[Coco] Mystic BBS
Jeff Teunissen
deek at d2dc.net
Mon Sep 30 23:11:47 EDT 2019
On Sun, Sep 29, 2019 at 6:27 PM Gene Heskett <gheskett at shentel.net> wrote:
>
> On Sunday 29 September 2019 16:51:50 Jeff Teunissen wrote:
>
> > Your password requirements are really terrible.
> >
> > "7 characters, 1 capital letter, 3 numbers, 1 symbol" is a very
> > insecure password scheme. It's bad enough that most people will write
> > it down rather than try to remember a password that matches it --
> > while simultaneously being very easy for a computer to guess. It's the
> > opposite of a good password scheme, that being one that a person can
> > memorize easily while being hard to guess.
> >
> > I killed the new user session, it just wasn't worth completing.
> >
> While I disagree with Jeffs way of complaining, I agree with his
> complaint. John the ripper, a linux password cracker can probably find
> that simple a pw in less than a minute. Open that up to at least 80
> chars, specify the legal chars you can use but don't demand them,
> because everytime you restrict, it takes one character out of the try
> pool for a potential cracker. Use a whole phrase of easy to remember
> words that are NOT related to each other, but because its whole words,
> its much easier for you to remember without ever writing it down.
>
> I would think we've been hacked enough times over the last 35 years to
> get a clue. Every character you add is a mathematical factor increment
> for the crackers to have to try. One of the better calculators ever
> built by TI overflows its 12 digit + exponent math when you enter 70!,
> but can handle 69! The answer for 69! is quite a few times the age of
> the universe in seconds. Make 'em work for it and they'll quickly get
> bored and go away, looking for easier pickings.

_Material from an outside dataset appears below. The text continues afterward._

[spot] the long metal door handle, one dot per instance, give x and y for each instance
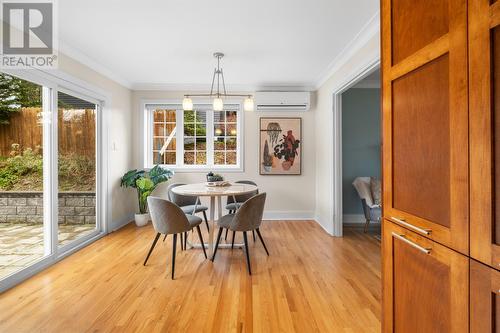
(409, 242)
(411, 226)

A single extra character adds potentially about 6 bits of entropy if
every character that can by typed is equally possible. In practice,
it's not that much, more like between 4 and 5. But merely increasing
the length of the required password does not make things more secure,
and over a cleartext channel it doesn't matter at _all_ because Eve
already watched you type it in. Everyone's password could be "bob" and
as long as no user knows that everyone else ALSO used that password
it's all good.
As was said elsewhere in the thread, don't use the same password you
use at the bank, but equally -- using "enterprise-grade" password
security theatre is just silly for such an inherently insecure thing.